For the first time, students aged 18 to 20 are the largest share of first-time associate degree earners. The driving factors are a combination of dual enrollment expansions that allow high school students to earn college credits, while also more graduates bypassing traditional four-year colleges in favor of faster, cheaper credentials.
This comes from the latest data from the National Student Clearinghouse, which tracks college enrollment.
By The Numbers
- 3.4 million undergraduate credentials awarded in 2024-25, up 3.2% year over year, according to the National Student Clearinghouse Research Center (NSCRC).
- 865,400 associate degrees (+2.6%) and 579,400 undergraduate certificates (+3.2%, a decade high).

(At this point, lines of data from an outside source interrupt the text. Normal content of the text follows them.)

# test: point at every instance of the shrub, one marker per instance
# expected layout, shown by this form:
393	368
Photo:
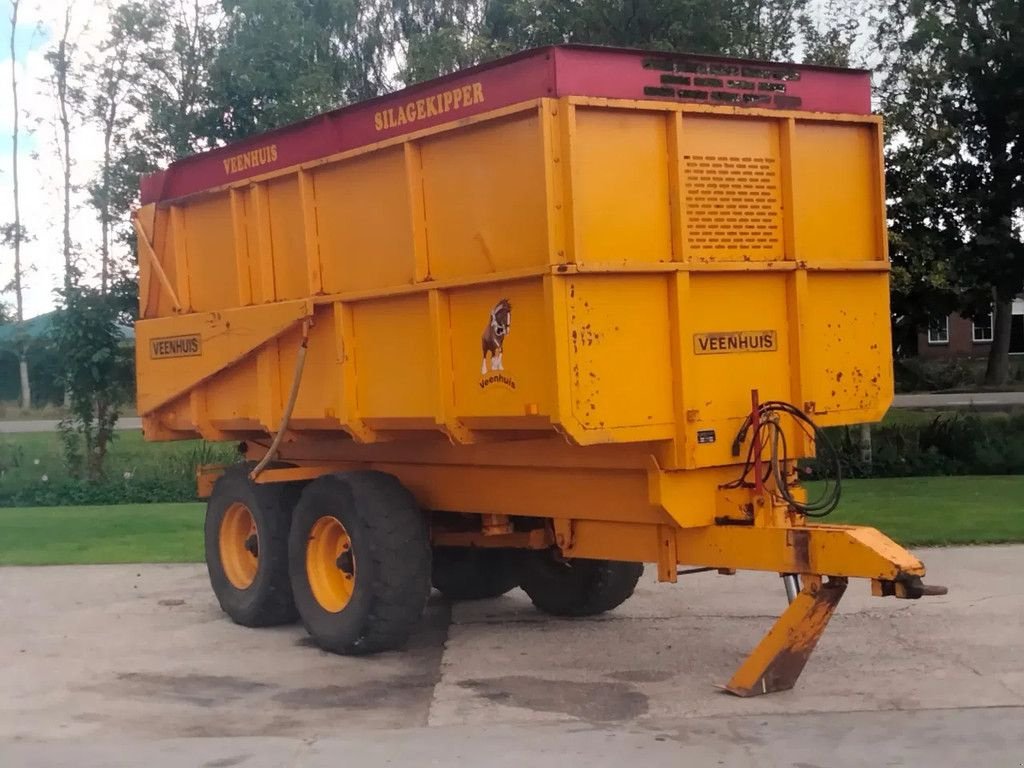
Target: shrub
947	444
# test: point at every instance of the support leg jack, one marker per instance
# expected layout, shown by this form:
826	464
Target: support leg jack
777	660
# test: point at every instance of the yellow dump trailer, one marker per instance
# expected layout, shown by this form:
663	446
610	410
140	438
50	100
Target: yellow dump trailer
534	324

- 32.6% of first-time associate degree earners were 18 to 20 years old, surpassing the 21-to-24 age group for the first time.
- Nearly 50% increase over the past decade in 18-to-20-year-olds receiving associate degrees.
- Community college enrollment rose 3% last fall, compared with 1.4% at public four-year schools. Private nonprofit four-year enrollment fell 1.6%.
What’s Driving It: Cost is the most obvious factor. Average tuition and fees at two-year public schools came in at $4,150 for 2025-26, versus $11,950 at four-year public in-state institutions and $45,000 at four-year private colleges, according to the College Board.
Borrowing changes are reshaping decisions, too. President Trump’s One Big Beautiful Bill Act introduced new federal student loan borrowing limits set to take effect in 2026, pushing more families to consider student loan debt loads against expected earnings.
The same legislation expanded Pell Grant eligibility to students enrolling in workforce training programs at community colleges. This money was previously reserved for degree-seeking undergraduates, and is now expanding to workforce programs in later 2026. So while this doesn’t impact the data looking backward, it will likely accelerate the trend moving forward.
Transfer Caveat: Community college is often pitched as a low-cost way to start the process to a bachelor’s degree. However, only about one-third of students who start at a community college eventually transfer to a four-year school, according to long-term studies. Students who finish an associate degree before transferring tend to have some of the highest bachelor’s level graduation rates.
Some states are now offering bachelor’s degrees at community college as well.
How This Connects: Community college economics keep getting more attractive as four-year sticker prices climb and federal borrowing limits tighten.
With Workforce Pell starting this summer and certificate completions hitting a decade high, families weighing the return on a four-year degree have more credible alternatives than they did even a few years ago. The College Investor has tracked how rising tuition, shifting Pell rules, and new loan caps have reshaped the math on whether (and where) to borrow for college.